Character, however, is where “Literature®” feels most disappointing. Flashback glimpses of Billy and Jane’s evolving relationship paint a too generic picture, as nondescript flirtation skips to a jealous night at a PhD graduation ceremony, to an uneventful dinner with the prospective in-laws. The same goes for Billy’s initial exposure to banned fiction; “[the books] burned the world,” we’re told, and joy poured forth as if on “tap,” but Stitch elaborates little as to why books ignite such revolutionary zeal in Vince, or what role they play for Billy and the way he interfaces with this world.
“Literature®” treads the wake of dystopian giants Orwell and Bradbury, and though creating no new wrinkles of its own, it offers a gleeful if sometimes clumsy frolic amid familiar tropes.
***
by
Guillermo Stitch
(Nineveh Editions, June 2018, pb, 102 pp.)
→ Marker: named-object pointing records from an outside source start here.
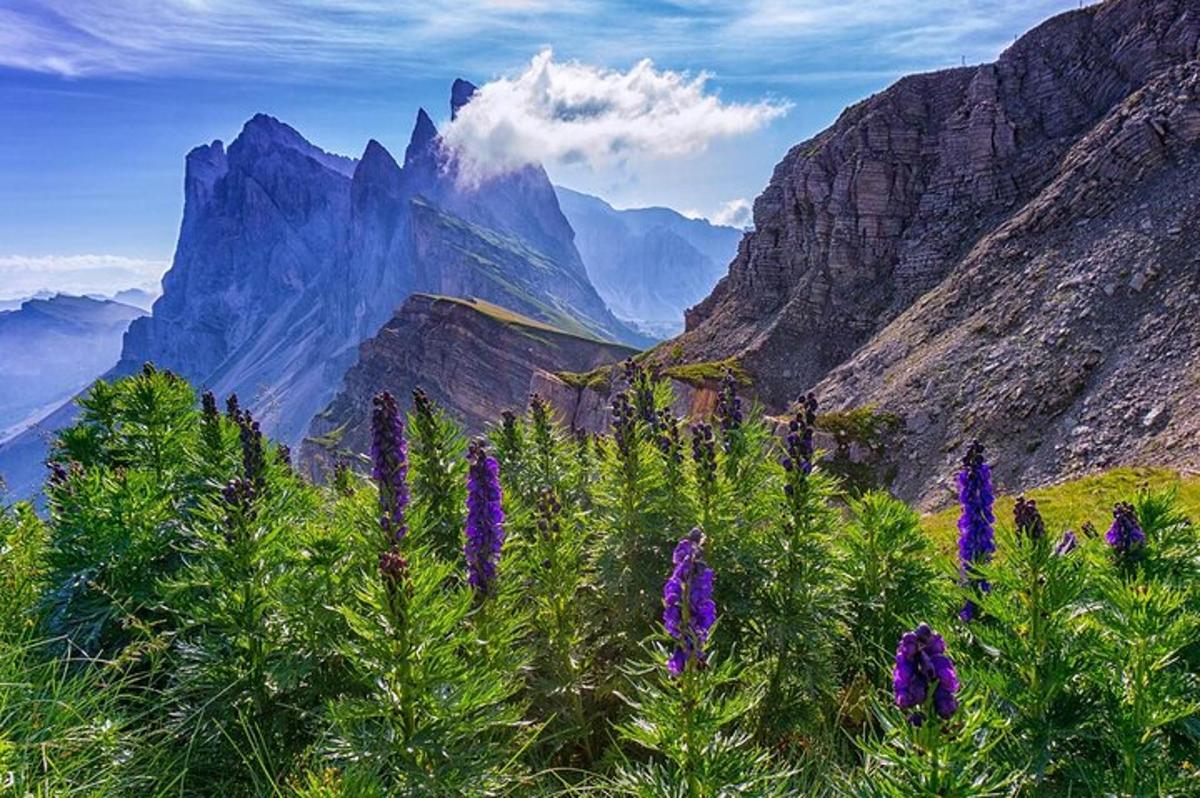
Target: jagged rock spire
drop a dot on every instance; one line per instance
(421, 144)
(460, 95)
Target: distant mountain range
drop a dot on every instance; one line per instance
(473, 358)
(649, 264)
(1005, 252)
(53, 347)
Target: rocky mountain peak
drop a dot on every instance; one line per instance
(376, 171)
(423, 143)
(460, 95)
(204, 166)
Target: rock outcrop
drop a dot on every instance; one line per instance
(51, 349)
(473, 358)
(1005, 252)
(649, 264)
(288, 257)
(868, 216)
(1068, 340)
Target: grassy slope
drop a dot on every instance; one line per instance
(1067, 505)
(513, 318)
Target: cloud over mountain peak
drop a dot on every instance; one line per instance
(569, 112)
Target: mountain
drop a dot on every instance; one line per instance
(289, 256)
(649, 264)
(136, 297)
(473, 358)
(15, 304)
(1005, 252)
(52, 348)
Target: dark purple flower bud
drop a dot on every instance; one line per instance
(1068, 544)
(703, 454)
(923, 672)
(624, 424)
(1027, 520)
(423, 406)
(253, 459)
(485, 519)
(1126, 535)
(389, 459)
(977, 540)
(549, 514)
(798, 441)
(688, 607)
(729, 406)
(239, 493)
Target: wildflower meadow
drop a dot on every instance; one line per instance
(676, 607)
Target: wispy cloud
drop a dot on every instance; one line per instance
(733, 213)
(76, 274)
(189, 36)
(579, 113)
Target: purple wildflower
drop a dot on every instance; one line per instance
(1126, 537)
(688, 609)
(669, 439)
(1027, 520)
(389, 459)
(976, 534)
(485, 519)
(1068, 544)
(921, 665)
(239, 493)
(624, 424)
(253, 461)
(394, 571)
(703, 454)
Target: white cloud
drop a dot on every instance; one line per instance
(576, 113)
(77, 274)
(736, 213)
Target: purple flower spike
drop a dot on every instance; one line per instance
(1068, 544)
(1126, 535)
(977, 540)
(485, 519)
(924, 671)
(688, 607)
(1029, 520)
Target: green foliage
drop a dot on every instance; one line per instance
(192, 618)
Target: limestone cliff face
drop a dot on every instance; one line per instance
(649, 264)
(289, 256)
(473, 358)
(862, 220)
(1067, 340)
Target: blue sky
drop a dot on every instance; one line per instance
(100, 101)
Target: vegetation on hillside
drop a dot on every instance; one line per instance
(666, 610)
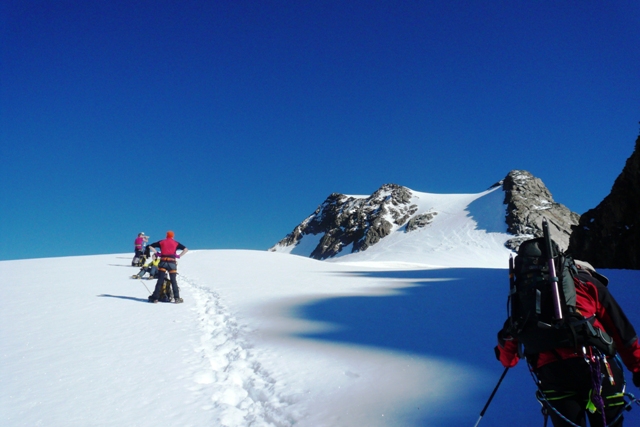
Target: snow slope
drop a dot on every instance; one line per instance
(263, 339)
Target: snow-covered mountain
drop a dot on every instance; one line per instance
(397, 224)
(398, 335)
(262, 339)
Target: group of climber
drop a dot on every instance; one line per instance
(164, 260)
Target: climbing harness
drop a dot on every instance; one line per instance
(596, 402)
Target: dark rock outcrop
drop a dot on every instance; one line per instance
(608, 235)
(529, 201)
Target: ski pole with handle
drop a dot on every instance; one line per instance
(553, 278)
(493, 393)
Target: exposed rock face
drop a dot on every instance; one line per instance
(360, 222)
(529, 201)
(356, 223)
(608, 235)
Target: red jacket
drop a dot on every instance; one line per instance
(592, 298)
(168, 247)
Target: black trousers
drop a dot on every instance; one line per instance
(567, 386)
(172, 268)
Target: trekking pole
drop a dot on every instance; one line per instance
(491, 397)
(553, 278)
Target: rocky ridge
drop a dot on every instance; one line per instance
(528, 202)
(608, 235)
(349, 224)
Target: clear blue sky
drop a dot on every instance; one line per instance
(231, 121)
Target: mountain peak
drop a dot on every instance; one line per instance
(428, 223)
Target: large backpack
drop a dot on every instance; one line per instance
(533, 318)
(166, 292)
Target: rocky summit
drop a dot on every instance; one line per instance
(608, 236)
(528, 202)
(344, 224)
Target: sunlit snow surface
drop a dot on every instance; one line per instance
(272, 339)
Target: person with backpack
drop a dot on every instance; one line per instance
(138, 247)
(168, 263)
(572, 358)
(151, 268)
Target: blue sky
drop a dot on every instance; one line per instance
(231, 121)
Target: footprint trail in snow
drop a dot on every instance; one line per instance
(243, 393)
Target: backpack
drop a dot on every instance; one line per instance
(166, 292)
(533, 316)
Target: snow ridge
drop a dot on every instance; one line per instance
(243, 392)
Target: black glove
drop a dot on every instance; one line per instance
(636, 379)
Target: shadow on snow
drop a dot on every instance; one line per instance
(450, 313)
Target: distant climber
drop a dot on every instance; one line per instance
(151, 268)
(138, 246)
(168, 263)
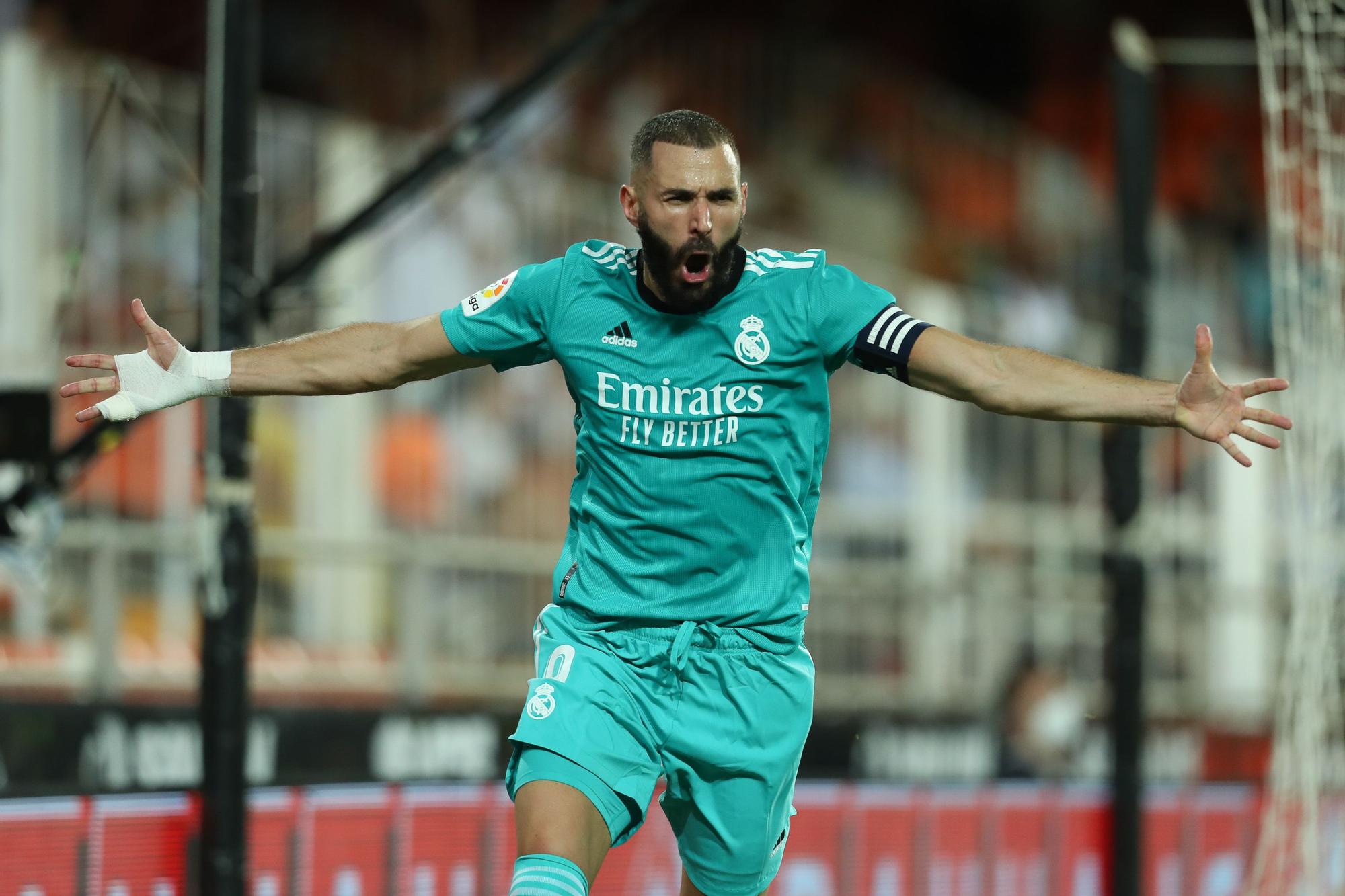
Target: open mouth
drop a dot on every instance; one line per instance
(697, 267)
Reviewed by Robert L Turner III
Starting with a tour of a new transportation company, “Literature®” by Guillermo Stitch, places us in a world where literature and transportation have been melded and the Cog® drive fuels transportation. Billy, a reporter, is subbing in for a sick colleague and unintentionally gains the attention of Murphy, the CEO of the company Gripping Tails®. In this highly regimented world, only certain types of narratives can be used to power the roads, therefore the reading and writing of any deviant (effectively all) fiction is a crime. Billy soon finds himself suspected of transporting and reading fiction and has to go on the run, all while trying to navigate a broken relationship.
Stitch combines elements of Fahrenheit 451 with noir detective novels to create a world where technology and the mind meet. Because the Cog® drive is the new technology of the future, the need to control fictional writing becomes an issue of transportation safety. This connection proves interesting since it moves the justification for the repression of literature and imagination into a more concrete realm. Thus, Gilgamesh, the subversive literature promoter, is not just a thought criminal; he is a terrorist who has the ability to shut down the national infrastructure. The novella does suffer from a bit of hand-wavium as the reader needs to take on faith that the government is willing to incarcerate or kill anyone transporting, reading or writing fictional narratives.
There is a claustrophobic aspect to the world building that manages to make the reader feel as if the action takes place in a much smaller space than it actually does. Part of this is the limited number of characters, but part is in the description and world building. This feeds into the noir effect and fits well with the overall novella. Unfortunately, I did find the ending to be a bit rough. While I won’t include spoilers, the big reveal was obvious by the 2/3 mark of the novella and the ending was too pat to fit the overall tone of the work. “Literature®” is a good freshman outing for Stitch and has the potential to be expanded into a solid novel. I would recommend this piece to fans of old detective stories, those who like think pieces, and those who enjoy dystopian literature. I will keep an eye out for other works by this author.
Robert Turner is a Spanish professor at the University of South Dakota with a sideline in Science Fiction.